No, yo convengo el precio; me enlodo a mí mismo; he amado, y tal vez haya sido amado… En 1909, en el atardecer de mi juventud… ¿Por qué pasar en silencio esta aventura? Tú la has conocido, supiste acordarte de ella el día en que me obligaste a concretar mi actitud.
Yo había salvado a aquella pequeña institutriz; la perseguían por infanticidio. Primero, ella se me entregó por gratitud; después… Sí, sí, yo conocí el amor aquel año; mi insaciabilidad hizo que se perdiera todo. No era mucho mantenerla en la penuria, casi en la miseria; era necesario que estuviese siempre a mi disposición, que no viese a nadie, que pudiera tomarla, dejarla, volverla a ver, según mi capricho y durante mis ratos de ocio. Era un objeto mío. Mi afán de poseer, de usar y abusar se extiende a los seres humanos. Hubiera necesitado esclavos. Una sola vez creí haber hallado a esa víctima en la medida de mis exigencias. Vigilaba hasta sus miradas… Pero he olvidado mi promesa de no entretenerte con estas cosas. Se fue a París; no podía mas.

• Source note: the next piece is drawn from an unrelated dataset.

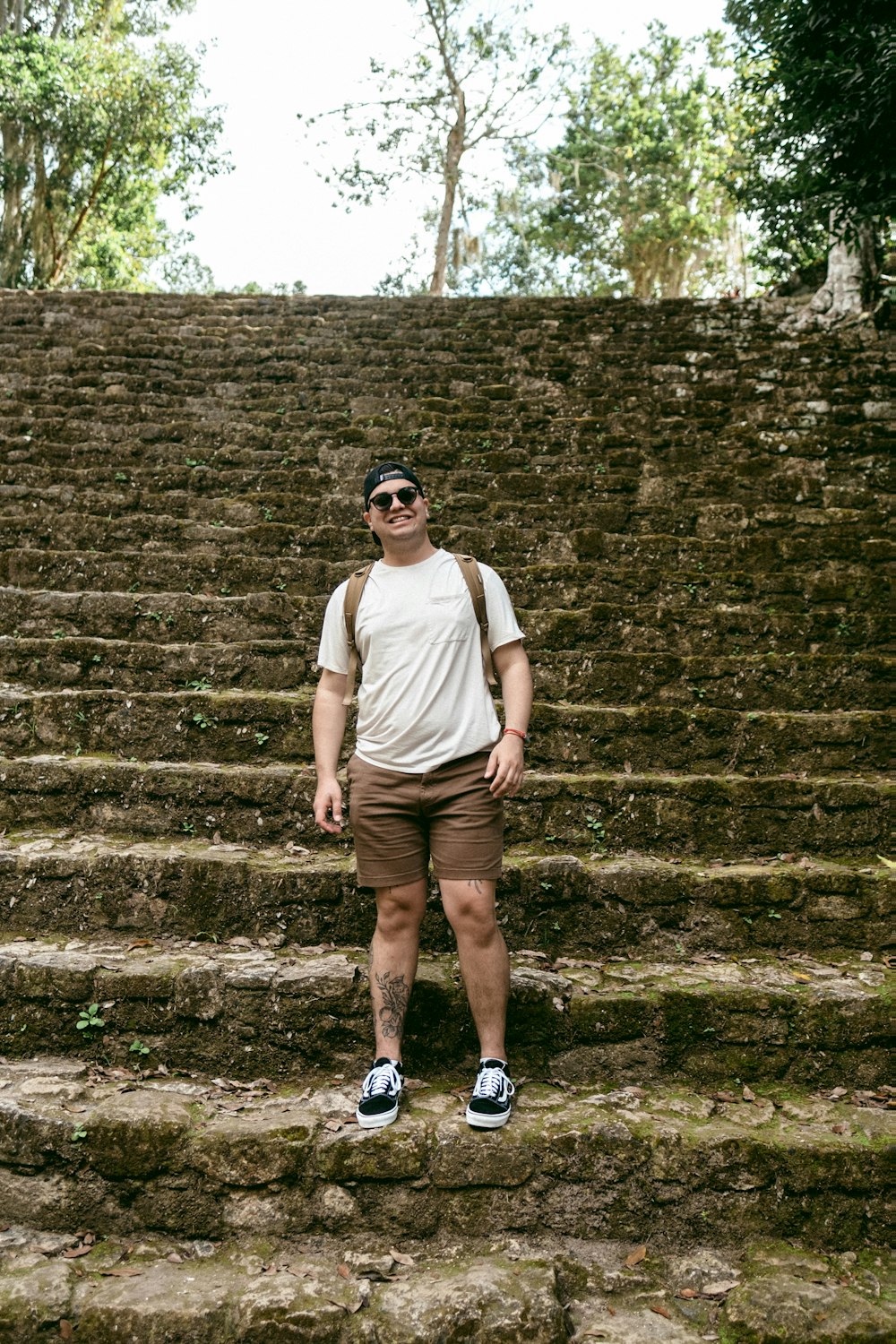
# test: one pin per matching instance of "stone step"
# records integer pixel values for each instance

– Si sólo fuéramos nosotros los que no te comprenden -me has repetido con frecuencia-, pero todos te temen y te huyen, Luis. Ya lo ves.

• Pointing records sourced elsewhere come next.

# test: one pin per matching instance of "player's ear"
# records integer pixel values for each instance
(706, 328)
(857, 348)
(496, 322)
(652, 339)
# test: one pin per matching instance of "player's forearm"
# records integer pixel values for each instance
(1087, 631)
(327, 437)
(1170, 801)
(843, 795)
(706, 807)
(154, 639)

Ya lo veía… En el Palacio de Justicia he sido siempre un solitario. Me eligieron lo más tarde que les fue posible para la Junta del Colegio de Abogados. Después de haberme precedido tanto cretino, yo no deseaba el decanato. En el fondo, ¿lo he deseado alguna vez? Me hubiese visto obligado a figurar, a recibir. Son honores que cuestan muy caros; no vale la pena. Tú sí que lo querías, lo deseabas por los niños. Jamás has querido nada por mí mismo.